I’m a U.S. citizen living and working outside of the United States for many years. Do I still need to file a U.S. tax return?
Yes, if you are a U.S. citizen or a resident alien living outside the United States, your worldwide income is subject to U.S. income tax, regardless of where you live. However, you may qualify for certain foreign earned income exclusions and/or foreign income tax credits. You can find more information on this by contacting our experienced US Tax Advisor in Greece at email@example.com
I pay income tax in a foreign country. Do I still have to file a U.S. income tax return even though I do not live in the United States?
You have to file a U.S. income tax return while working and living abroad unless you abandon your green card holder status by filing Form I-407, with the U.S. Citizen & Immigration Service, or you renounce your U.S. citizenship under certain circumstances described in the expatriation tax provisions.
In general, you can claim exemptions for individuals who qualify as your dependents. To be your dependent, the individual must be a U.S. citizen, U.S. national, U.S. resident alien, or a resident of Canada or Mexico for some part of the calendar year in which your tax year begins.
You must include on your return the Social Security number (SSN) of each dependent for whom you claim an exemption.
What deductions and/or credits am I allowed on my U.S. income tax return as a U.S. citizen living and working in a foreign country?

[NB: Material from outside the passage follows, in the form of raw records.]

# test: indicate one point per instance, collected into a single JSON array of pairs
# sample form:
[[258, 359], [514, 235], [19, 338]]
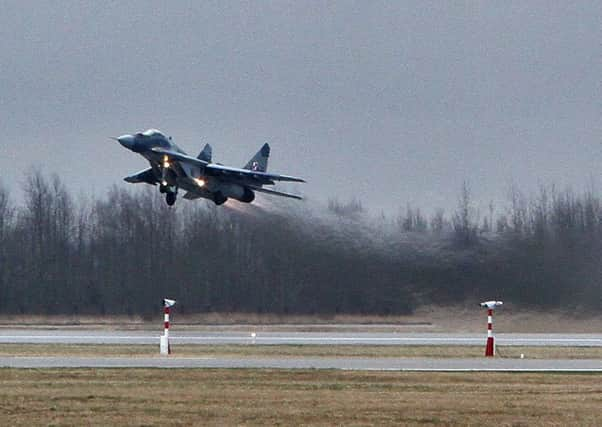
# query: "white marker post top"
[[491, 304]]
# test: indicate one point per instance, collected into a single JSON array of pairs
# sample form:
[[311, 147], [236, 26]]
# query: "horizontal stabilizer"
[[146, 175], [274, 192]]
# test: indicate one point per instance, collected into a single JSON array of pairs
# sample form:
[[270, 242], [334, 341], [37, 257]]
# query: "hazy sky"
[[392, 102]]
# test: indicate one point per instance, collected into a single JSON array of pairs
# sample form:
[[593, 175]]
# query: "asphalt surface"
[[368, 364], [100, 336]]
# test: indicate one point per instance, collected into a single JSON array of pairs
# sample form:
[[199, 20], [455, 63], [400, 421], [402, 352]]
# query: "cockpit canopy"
[[152, 133]]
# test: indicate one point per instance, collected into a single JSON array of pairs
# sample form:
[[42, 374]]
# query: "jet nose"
[[127, 141]]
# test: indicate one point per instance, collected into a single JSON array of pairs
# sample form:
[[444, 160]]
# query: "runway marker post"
[[490, 346], [164, 347]]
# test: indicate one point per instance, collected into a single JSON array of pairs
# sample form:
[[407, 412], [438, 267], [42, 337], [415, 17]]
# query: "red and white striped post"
[[164, 347], [490, 347]]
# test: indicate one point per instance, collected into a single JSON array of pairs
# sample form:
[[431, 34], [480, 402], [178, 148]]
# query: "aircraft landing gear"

U.S. citizens and resident aliens living outside the United States generally are allowed the same deductions as citizens and residents living in the United States.
If you paid or accrued foreign taxes to a foreign country on foreign source income and are subject to U.S. tax on the same income, you may be able to take either a foreign tax credit on foreign income taxes or an itemized deduction for eligible foreign taxes.